I think everyone's mentioned some great points.
Holding the foot in a way that they can't easily pull away - I've been having to squeeze medicine on a 19 hand Belgian's VERY painful thrushy feet, despite the massive difference I'm able to (mostly) prevent him from dropping his foot by holding it as Loosie described, at the toe, fully flexed.
Pain can be an issue, so while you want the lower leg flexed, try not to cram their leg all the way up, it's not easy for them to hold their legs in those cramped positions if they aren't flexible.
But I think another aspect that I don't think has been mentioned is trust.
A horse's entire life depends on their feet and their ability to get away. Giving up their foot to a human is a total display of trust - of course it can be forced or otherwise terrible - but when done right there's gotta be trust. This horse may only trust you so much to hold give up their foot for a few seconds. Most horses I know will rear up or throw themselves on the ground in total panic the first few times a human tries to pick their feet up - if there was no preperation.

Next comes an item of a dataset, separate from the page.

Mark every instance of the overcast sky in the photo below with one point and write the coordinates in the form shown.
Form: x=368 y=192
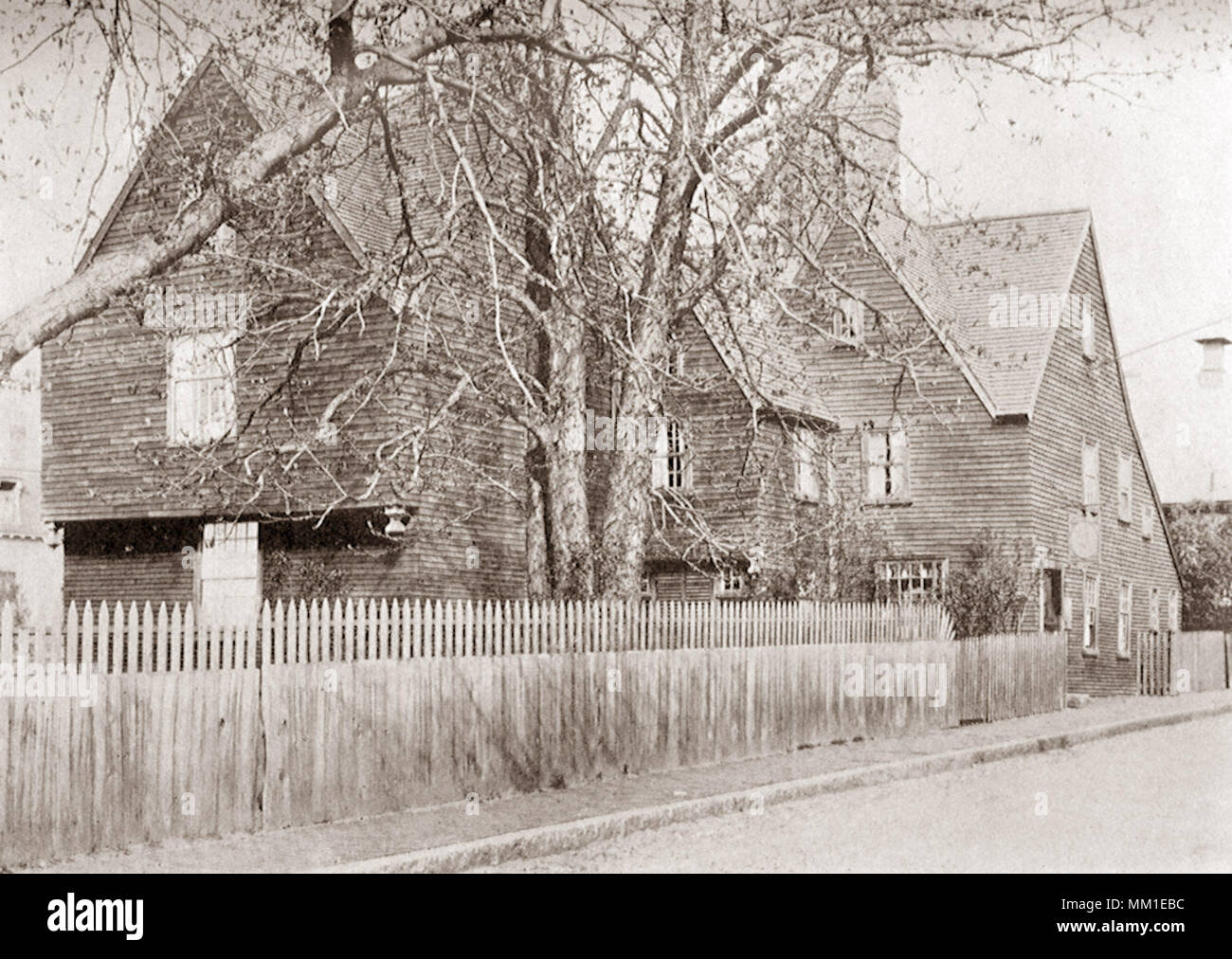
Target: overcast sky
x=1156 y=172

Practice your basic groundwork - in your groundwork periodically ask her to pick up a foot and then when she's holding it calmly for a second or two put it back down (gently, don't just drop it). Carry on with your ground work and go back to another foot. Over time increase the amount of time the feet are off the ground.
I can now clean her fronts and can run my hands down her backs without her moving or stomping. I think it is more about trust and pain with her.